It is possible that the undoubted fact that homosexuality
is less conspicuous in France and the other Latin countries
than in Teutonic lands, may be due not to the occurrence
of a smaller proportion of congenital inverts in the
former lands, but mainly to general difference in
temperament and in the social reaction.[110] The French
idealize and emphasize the place of women to a much
greater degree than the Germans, while at the same
time inverts in France have much less occasion than
in Germany to proclaim their legal grievances.
Apart from such considerations as these it seems very
doubtful whether inborn inversion is in any considerable
degree rarer in France than in Germany.
As to the frequency of homosexuality in England[111]
and the United States there is much evidence.

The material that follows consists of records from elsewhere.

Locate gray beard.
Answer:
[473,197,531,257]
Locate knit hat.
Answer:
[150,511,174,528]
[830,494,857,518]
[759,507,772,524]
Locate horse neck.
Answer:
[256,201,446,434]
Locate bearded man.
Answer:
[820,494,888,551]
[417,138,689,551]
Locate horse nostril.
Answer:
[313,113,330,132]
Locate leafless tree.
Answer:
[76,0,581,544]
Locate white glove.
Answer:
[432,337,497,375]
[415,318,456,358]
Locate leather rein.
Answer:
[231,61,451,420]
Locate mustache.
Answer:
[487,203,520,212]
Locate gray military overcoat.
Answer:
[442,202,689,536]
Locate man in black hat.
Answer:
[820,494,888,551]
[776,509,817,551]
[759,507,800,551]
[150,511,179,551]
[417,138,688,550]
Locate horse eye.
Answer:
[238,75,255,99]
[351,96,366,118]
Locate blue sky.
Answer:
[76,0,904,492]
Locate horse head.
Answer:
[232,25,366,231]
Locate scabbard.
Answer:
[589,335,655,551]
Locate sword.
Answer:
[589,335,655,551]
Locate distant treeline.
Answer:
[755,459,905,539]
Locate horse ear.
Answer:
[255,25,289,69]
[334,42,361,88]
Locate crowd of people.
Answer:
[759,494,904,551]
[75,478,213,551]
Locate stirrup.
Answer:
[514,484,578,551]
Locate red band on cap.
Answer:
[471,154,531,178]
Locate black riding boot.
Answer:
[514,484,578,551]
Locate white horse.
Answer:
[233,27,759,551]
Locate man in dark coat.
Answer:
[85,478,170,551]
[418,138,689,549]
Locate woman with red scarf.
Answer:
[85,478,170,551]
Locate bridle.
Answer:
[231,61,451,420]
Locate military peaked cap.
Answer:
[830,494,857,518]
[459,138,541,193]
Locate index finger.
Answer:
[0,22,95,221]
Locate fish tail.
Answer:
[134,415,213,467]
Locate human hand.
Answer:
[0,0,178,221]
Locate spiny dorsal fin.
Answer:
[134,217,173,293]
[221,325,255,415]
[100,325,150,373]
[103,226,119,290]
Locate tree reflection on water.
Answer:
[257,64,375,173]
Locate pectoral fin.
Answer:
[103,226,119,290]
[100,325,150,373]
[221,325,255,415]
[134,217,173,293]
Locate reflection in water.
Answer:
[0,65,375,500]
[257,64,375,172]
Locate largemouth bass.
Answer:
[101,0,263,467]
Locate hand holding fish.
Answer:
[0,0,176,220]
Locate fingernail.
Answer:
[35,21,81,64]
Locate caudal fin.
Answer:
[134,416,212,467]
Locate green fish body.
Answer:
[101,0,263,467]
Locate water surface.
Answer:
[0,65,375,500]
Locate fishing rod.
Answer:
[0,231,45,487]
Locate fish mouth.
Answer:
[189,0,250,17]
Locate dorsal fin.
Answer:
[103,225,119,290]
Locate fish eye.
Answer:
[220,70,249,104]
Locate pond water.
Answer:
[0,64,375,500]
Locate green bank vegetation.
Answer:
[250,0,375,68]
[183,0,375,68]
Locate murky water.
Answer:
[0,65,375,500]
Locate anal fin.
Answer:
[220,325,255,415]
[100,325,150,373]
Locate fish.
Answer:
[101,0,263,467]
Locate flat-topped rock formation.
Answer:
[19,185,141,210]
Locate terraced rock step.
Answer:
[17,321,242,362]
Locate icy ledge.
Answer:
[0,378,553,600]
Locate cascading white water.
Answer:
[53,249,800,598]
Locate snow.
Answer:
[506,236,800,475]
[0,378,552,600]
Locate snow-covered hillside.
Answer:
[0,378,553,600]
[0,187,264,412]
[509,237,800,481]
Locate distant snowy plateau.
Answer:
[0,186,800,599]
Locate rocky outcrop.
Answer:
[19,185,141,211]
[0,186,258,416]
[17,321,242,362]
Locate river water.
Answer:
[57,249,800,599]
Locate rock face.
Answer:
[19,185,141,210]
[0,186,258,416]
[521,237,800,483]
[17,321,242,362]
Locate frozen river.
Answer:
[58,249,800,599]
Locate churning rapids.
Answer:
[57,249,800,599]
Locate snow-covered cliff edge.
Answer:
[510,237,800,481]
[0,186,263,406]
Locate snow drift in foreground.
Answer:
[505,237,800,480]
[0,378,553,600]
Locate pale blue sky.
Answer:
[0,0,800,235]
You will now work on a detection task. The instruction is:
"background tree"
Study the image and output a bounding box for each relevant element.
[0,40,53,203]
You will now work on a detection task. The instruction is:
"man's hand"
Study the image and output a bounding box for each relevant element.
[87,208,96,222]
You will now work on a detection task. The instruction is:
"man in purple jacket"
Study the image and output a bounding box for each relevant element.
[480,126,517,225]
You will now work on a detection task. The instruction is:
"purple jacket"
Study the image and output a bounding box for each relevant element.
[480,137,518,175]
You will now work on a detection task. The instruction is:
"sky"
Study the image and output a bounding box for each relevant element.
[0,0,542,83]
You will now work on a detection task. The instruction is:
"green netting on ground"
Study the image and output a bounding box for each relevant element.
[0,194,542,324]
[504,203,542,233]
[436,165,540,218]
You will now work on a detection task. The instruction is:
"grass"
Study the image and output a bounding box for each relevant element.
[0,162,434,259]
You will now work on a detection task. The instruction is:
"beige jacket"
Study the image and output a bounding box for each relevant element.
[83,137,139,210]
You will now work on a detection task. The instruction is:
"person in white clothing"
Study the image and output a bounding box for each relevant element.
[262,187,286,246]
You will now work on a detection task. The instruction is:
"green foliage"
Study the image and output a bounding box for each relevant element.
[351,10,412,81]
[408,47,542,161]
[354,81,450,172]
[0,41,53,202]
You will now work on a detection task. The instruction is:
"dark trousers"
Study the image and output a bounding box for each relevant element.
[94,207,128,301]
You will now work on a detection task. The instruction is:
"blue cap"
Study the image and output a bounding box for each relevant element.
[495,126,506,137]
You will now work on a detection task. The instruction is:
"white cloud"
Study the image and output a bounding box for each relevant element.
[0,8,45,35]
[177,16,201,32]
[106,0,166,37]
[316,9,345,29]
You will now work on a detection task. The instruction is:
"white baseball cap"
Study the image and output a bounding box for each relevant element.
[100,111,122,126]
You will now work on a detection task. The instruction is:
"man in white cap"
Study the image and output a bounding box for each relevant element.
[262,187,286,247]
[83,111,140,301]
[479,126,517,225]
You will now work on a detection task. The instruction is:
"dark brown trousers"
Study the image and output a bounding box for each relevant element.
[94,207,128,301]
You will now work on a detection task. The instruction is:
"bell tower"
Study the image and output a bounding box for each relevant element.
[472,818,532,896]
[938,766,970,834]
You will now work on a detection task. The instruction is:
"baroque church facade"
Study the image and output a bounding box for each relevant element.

In England its manifestations are well marked for
those whose eyes have once been opened. The manifestations
are of the same character as those in Germany, modified
by social and national differences, and especially
by the greater reserve, Puritanism, and prudery of
England.[112] In the United States these same influences
exert a still greater effect in restraining the outward
manifestations of homosexuality. Hirschfeld,
though so acute and experienced in the investigation
of homosexuality, states that when visiting Philadelphia
and Boston he could scarcely detect any evidence of
homosexuality, though he was afterward assured by
those acquainted with local conditions that its extension
in both cities is “colossal.” There
have been numerous criminal cases and scandals in
the United States in which homosexuality has come to
the surface, and the very frequently occurring cases
of transvestism or cross-dressing in the States seem
to be in a large proportion associated with homosexuality.